I love this map from a great article in the Daily Mail, of all places. The basic premises are that kids don't get to roam independently as much as they used to, and that exposure to nature has huge positive health and psychological benefits for all of us. Granted the actual landscape and the landscape of risk has also changed in the time period referenced, so depending on one's specific environment, it may make more or less sense to trust our most precious resources, our children, to roam free range. Designing communities with walkability and children's safety is a laudable goal, but that's a rant for another day. I, of course had to walk to school in the snow, uphill, both ways, so stay off my lawn.

Finding the balance between providing an acceptable level of risk, as well as challenges that help kids be more resilient and able to cope with stress, is critical. Kids with no challenges, no risk, and no stress are not likely to develop much character.

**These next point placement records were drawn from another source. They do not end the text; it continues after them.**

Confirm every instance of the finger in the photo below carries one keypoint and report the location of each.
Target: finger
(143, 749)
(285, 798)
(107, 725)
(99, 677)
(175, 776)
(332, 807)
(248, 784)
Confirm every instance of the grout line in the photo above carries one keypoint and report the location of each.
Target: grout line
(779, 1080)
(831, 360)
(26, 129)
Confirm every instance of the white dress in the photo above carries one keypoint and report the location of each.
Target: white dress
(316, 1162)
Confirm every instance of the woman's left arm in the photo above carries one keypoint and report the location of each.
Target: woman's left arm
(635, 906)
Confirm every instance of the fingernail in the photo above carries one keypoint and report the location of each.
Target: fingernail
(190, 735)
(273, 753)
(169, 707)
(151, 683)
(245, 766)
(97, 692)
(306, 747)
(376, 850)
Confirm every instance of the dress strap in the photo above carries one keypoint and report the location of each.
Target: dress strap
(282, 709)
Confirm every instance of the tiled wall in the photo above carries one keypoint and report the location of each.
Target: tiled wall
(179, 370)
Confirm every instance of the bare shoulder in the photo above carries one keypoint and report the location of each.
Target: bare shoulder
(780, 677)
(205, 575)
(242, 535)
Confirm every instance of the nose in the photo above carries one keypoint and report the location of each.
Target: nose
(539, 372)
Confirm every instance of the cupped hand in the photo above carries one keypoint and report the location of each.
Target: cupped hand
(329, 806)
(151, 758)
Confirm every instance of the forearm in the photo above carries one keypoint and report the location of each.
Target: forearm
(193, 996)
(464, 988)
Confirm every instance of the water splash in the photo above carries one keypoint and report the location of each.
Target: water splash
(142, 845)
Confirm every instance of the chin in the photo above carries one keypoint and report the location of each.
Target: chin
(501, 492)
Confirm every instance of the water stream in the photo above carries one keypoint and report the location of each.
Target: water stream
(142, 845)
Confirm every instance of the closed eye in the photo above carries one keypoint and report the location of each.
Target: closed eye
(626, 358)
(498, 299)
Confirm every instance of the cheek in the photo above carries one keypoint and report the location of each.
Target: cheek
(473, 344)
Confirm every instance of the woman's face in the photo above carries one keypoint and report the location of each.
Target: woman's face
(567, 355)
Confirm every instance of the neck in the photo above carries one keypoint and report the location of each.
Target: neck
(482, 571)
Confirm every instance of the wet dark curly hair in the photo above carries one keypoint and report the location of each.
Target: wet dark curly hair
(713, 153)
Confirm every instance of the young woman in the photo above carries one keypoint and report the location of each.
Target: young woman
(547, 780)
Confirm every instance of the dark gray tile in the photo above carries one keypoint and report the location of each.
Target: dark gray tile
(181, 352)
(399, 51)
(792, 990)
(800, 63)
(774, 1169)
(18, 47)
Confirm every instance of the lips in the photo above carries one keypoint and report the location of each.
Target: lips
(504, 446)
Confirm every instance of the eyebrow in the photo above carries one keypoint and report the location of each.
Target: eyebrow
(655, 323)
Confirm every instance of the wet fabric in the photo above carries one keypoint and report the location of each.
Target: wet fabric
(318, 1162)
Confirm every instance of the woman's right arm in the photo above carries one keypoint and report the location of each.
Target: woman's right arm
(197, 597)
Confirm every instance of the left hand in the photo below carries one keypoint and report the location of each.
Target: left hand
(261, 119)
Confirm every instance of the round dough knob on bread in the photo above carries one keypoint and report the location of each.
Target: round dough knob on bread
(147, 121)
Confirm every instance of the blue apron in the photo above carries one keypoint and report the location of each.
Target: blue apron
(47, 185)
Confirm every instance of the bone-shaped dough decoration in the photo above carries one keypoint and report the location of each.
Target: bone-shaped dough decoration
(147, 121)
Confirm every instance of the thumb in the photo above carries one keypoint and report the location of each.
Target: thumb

On the other hand, the lowest performing kids academically are often those who live in high stress environments not of their choosing. Having the fight or flight response triggered almost constantly in day to day life is antithetical to learning or healthy development. The adrenalized, cortisol reaction makes concentration very difficult and causes major health problems which persist throughout their lives.

Parks, of course, allow a safe place for kids and adults to de-stress the bad stress while also providing challenges that encourage the good stress, like climbing to the top of the climbing sculpture, meeting new playmates, having unstructured play in the woods, or competing on the soccer field. Active living has gained acknowledgement in the public health realm as being vital for our health. I suspect that the next big wave will be about the importance of interacting with the natural world and how vital that is to our health. This is already happening to some extent, with lots of research to back it up. Some key findings are referenced in the article linked above.

A quick excerpt from the Daily Mail article:
The report's author, Dr William Bird, the health adviser to Natural England and the organiser of a conference on nature and health, believes children's long-term mental health is at risk. He has compiled evidence that people are healthier and better adjusted if they get out into the countryside, parks or gardens.

Stress levels fall within minutes of seeing green spaces, he says. Even filling a home with flowers and plants can improve concentration and lower stress.

"If children haven't had contact with nature, they never develop a relationship with natural environment and they are unable to use it to cope with stress."

"Studies have shown that people deprived of contact with nature were at greater risk of depression and anxiety. Children are getting less and less unsupervised time in the natural environment."

"They need time playing in the countryside, in parks and in gardens where they can explore, dig up the ground and build dens."